De la crise des otages en Iran à Camp David: l’héritage complexe de Jimmy Carter
Le défunt ancien président des États-Unis, Jimmy Carter le 19 février 2023 ©LBJ Librairie / AFP

L'humiliation des otages en Iran restera une tache sur le bilan de Jimmy Carter, mort dimanche à l'âge de 100 ans, mais l'ex-président américain est parvenu au premier accord de paix israélo-arabe, un des succès de sa politique étrangère longtemps décriée pour sa faiblesse supposée.

De l'aveu même de Zbigniew Brzezinski, son conseiller à la sécurité nationale décédé en 2017, "son principal revers géopolitique" fut la chute du shah d'Iran et l'avènement de la République islamique, toujours considérée comme l'une des principales menaces pour Washington.

D'autant que, dans la foulée, un événement ébranla sa présidence.

Le 4 novembre 1979, des étudiants islamistes prennent d'assaut l'ambassade américaine à Téhéran et retiennent en otages une cinquantaine de diplomates et employés. Jimmy Carter rompt les relations avec l'Iran et lui impose un embargo commercial, mais une opération militaire pour libérer les otages tourne au fiasco.

La crise s'éternise pendant 444 jours, contribuant grandement à la défaite du démocrate en 1980, au terme d'un seul mandat à la Maison-Blanche.

Et à l'image négative qui a longuement collé à l'ex-président, à gauche comme à droite.

"Faiblesse et indécision" 

"Faiblesse et indécision", "incohérence et revirements" : encore en 2010, l'universitaire américain Walter Russell Mead dressait un portrait impitoyable du "syndrome Carter". Son approche peu interventionniste à l'étranger était "bien intentionnée mais boiteuse", ajoutait cet expert dans le journal Foreign Policy.

Selon lui, Jimmy Carter, rattrapé par la réalité, avait d'ailleurs fini par "soutenir la résistance à l'occupation soviétique en Afghanistan, augmenter le budget de la défense et jeter les bases d'une présence américaine accrue au Moyen-Orient". L'article avait suscité une rare réponse de l'intéressé.

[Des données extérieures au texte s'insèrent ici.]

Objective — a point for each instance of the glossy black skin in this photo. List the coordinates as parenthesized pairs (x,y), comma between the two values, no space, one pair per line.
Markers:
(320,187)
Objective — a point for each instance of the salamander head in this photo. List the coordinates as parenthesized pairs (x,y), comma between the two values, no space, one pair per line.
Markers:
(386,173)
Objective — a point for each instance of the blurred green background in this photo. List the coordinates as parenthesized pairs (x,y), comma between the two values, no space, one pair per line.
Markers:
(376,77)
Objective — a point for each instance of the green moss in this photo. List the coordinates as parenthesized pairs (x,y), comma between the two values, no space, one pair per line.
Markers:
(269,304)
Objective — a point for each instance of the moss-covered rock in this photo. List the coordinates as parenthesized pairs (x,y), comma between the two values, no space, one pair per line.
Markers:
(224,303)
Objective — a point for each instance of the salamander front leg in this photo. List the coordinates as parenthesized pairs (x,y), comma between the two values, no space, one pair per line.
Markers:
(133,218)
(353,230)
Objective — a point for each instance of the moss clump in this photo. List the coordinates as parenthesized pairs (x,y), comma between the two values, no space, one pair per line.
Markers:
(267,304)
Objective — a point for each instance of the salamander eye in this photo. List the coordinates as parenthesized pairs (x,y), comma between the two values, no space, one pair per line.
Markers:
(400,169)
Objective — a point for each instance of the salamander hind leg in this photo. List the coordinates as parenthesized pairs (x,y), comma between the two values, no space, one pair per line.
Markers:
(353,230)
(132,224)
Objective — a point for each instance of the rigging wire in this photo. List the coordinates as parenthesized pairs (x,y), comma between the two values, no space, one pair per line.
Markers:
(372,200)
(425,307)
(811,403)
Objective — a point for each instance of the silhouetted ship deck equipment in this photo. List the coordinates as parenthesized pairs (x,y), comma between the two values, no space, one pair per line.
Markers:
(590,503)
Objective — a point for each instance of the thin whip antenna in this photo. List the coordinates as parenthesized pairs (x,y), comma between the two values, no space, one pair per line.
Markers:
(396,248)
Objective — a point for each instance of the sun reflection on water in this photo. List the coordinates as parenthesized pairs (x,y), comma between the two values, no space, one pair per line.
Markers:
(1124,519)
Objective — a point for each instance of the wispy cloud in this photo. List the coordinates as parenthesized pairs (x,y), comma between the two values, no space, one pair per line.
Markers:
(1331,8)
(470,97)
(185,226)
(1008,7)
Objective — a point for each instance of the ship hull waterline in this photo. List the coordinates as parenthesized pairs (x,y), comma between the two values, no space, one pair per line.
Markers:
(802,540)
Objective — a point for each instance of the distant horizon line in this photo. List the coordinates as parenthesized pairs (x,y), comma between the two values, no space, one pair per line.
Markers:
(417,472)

"Tous mes actes avaient été programmés et annoncés avant même ma prise de fonctions", plaidait-il dans les mêmes colonnes. "S'il est vrai que nous n'avons pas été impliqués dans des conflits militaires durant ma présidence, je ne considère pas cela comme un signe de faiblesse ou une raison de m'excuser", ajoutait-il, estimant avoir su "préserver la paix" tout en renforçant "l'influence mondiale" des États-Unis.

De fait, à la lumière des soubresauts qui ont depuis agité la planète, une image plus équilibrée de la période 1977-1981 commence à émerger.

Droits humains

Au Moyen-Orient justement, son nom est encore accolé à l'une des rares avancées diplomatiques des dernières décennies : les accords de paix israélo-égyptiens conclus le 17 septembre 1978 dans la résidence présidentielle de Camp David, prélude au premier traité entre l'État hébreu et un pays arabe.

Un succès personnel, Jimmy Carter ayant personnellement poussé l'Égyptien Anouar al-Sadate et l'Israélien Menahem Begin à faire la paix, contre l'avis de ses propres conseillers qui jugeaient l'entreprise trop risquée et les chances de réussite infimes.

"Pas un engagement du traité de paix n'a été enfreint", se targuait-il des années plus tard, constatant que "peu ou pas de progrès réels" avaient été "réalisés depuis".

Robert Strong évoque une "avancée monumentale" pour la stabilité régionale qui "a survécu de manière surprenante au passage du temps et reste un élément important de la sécurité nationale d'Israël".

Son autre grand succès diplomatique fut le traité de 1977 visant à rétrocéder au Panama le contrôle complet de ce canal qui relie les océans Pacifique et Atlantique. Ce pacte résout durablement un contentieux explosif pour les relations avec l'Amérique latine.

À son actif, ceux qui tiennent à redorer son blason inscrivent également la normalisation des relations avec la Chine communiste, la modernisation des forces stratégiques américaines et des progrès dans le contrôle des armements avec l'Union soviétique.

Enfin, Jimmy Carter s'est fait connaître comme le président qui fit de la défense des droits humains une priorité de la diplomatie américaine, notamment vis-à-vis des régimes militaires d'Amérique latine. Un combat qu'il continuera de mener après avoir quitté le Bureau ovale, récompensé en 2002 par le prix Nobel de la paix.